As IOA-based systems are deployed, there will be a significant change in through-life maintenance procurement. Instead of ‘big bang’ upgrades, smaller maintenance and upgrade contracts can be initiated at much more regular intervals.
Instead of stifling innovation, the land data model enables rapid innovation and development outside the context of a specific vehicle programme, because now the SIs can have confidence that subsystems created according to the GVA specification can and will be viable in future military vehicles and their upgrades.
For the prime SI, a significant component of the integration function is defined and owned by the SI’s customer, the MoD. However, if it appears that a subcontractor will jeopardise the delivery schedule or contract deliverables, the prime SI now has the option and opportunity to seek alternative suppliers. Because the data model ensures interoperability, the SI knows integration will not be a major issue and can therefore focus on functionality, usability, price, durability and so on. The business benefits to industry of mitigating the risk of subcontractor failure for such huge programmes cannot be underestimated.

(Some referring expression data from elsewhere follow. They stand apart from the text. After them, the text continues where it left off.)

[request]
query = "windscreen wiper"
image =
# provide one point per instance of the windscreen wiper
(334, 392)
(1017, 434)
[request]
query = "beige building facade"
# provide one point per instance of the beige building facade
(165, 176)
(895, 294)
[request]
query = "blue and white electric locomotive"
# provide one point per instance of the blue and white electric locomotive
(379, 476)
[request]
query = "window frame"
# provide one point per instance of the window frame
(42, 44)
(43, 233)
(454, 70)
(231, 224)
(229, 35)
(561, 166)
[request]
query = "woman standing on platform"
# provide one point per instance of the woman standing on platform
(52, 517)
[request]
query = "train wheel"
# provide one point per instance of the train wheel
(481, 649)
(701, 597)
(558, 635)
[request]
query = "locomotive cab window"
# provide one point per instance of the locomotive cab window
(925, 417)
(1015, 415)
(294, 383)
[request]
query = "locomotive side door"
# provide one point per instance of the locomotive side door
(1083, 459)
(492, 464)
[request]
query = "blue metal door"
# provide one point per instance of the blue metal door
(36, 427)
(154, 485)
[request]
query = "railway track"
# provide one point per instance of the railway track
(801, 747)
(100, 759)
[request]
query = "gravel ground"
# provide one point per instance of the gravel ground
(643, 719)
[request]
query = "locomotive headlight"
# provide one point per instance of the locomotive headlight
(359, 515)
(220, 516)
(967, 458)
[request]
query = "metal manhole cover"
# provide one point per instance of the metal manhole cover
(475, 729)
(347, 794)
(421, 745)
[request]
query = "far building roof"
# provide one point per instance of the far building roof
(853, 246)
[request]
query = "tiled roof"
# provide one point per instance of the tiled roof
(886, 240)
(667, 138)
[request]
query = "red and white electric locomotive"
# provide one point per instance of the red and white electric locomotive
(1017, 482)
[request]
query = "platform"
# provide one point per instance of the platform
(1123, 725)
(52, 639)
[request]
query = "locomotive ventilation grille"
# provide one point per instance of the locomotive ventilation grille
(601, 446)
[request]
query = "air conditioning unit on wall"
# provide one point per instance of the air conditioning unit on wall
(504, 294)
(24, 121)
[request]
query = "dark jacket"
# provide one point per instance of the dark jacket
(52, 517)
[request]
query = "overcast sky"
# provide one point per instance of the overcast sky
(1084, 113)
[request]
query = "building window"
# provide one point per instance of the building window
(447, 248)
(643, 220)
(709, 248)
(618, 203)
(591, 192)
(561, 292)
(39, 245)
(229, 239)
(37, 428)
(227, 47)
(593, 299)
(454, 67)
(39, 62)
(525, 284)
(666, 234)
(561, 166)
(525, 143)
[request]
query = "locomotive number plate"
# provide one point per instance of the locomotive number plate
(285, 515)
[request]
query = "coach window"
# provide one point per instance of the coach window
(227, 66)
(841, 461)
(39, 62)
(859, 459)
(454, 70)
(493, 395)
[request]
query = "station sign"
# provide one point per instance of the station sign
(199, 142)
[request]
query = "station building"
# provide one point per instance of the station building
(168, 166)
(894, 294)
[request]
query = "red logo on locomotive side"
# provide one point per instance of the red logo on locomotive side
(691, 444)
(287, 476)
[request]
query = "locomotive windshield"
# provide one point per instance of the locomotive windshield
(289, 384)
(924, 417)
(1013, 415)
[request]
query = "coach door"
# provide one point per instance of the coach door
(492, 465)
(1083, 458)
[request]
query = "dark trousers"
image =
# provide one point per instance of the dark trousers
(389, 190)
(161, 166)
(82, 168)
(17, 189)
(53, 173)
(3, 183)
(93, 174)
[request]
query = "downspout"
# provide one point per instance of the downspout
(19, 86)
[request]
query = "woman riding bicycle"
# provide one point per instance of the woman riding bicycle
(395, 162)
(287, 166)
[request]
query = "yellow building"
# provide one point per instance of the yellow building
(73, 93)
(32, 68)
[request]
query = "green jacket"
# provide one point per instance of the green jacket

For tier-2 and tier-3 SIs, OA provides the freedom to invest resources in subsystem development. These SIs can be confident of successful integration into any number of future vehicle programmes regardless of which prime is awarded the contract. Competition will be tougher, but the cost of integration into proprietary (stovepipe) architectures will be removed. Since this is a non-returnable cost, everyone in the value chain benefits, right back to the MoD.
Even legacy subsystems can be brought forward into the GVA architecture. Legacy subsystems can be ‘wrapped’ with a GVA-compliant power adaptor and a data gateway to become an integral part of vehicles that use more recent IOA system-integration technology. This provides a low-cost legacy transition mechanism for both the MoD and SIs.
Perhaps the biggest savings will come in through-life maintenance and upgrade cost reductions and integrated logistics support simplification. GVA will create an increasingly open market for military vehicle components and subsystems, which in turn will drive a more competitive market and lead to cost reductions. Simultaneously, innovation will increase as suppliers work to differentiate their solutions.
Systems will also become easier to enhance because integrating new functionality is as simple as defining an extension of the data model. The logical data bus of DDS ensures that new data providers and consumers can be discovered dynamically by the system. A new function can select the data it needs from the data bus while adding itself as a provider of new sets of data to the vehicle environment. For full realisation of the benefits of a new function, existing subsystems may need to be enhanced. This is addressed in one of the key principles of the GVA as defined in Def Stan 23-09, which ensures that leveraging such functional enhancements should merely be a matter of a software upgrade.
The MoD has set a world-leading example of how to manage defence procurements in the face of new threats as the enemy becomes increasingly shrewd in leveraging their asymmetric capabilities. With GVA and Def Stan 23-09, the MoD has a procurement strategy for delivering military vehicles that are coherently designed, while maximising utility and enabling field command to get the best logistically out of its assets. The architecture empowers field command to plug-and-play to adjust to rapidly changing threat profiles.
Through GVA, the MoD has been able to respond proactively, successfully addressing procurement support requirements for military vehicles. What is most impressive, however, is that IOA will drive a more competitive procurement framework for future military vehicles, promising to reduce both the up-front and through-life costs of these systems of systems, while in turn increasing the opportunity for innovation and technology adoption in new subsystems.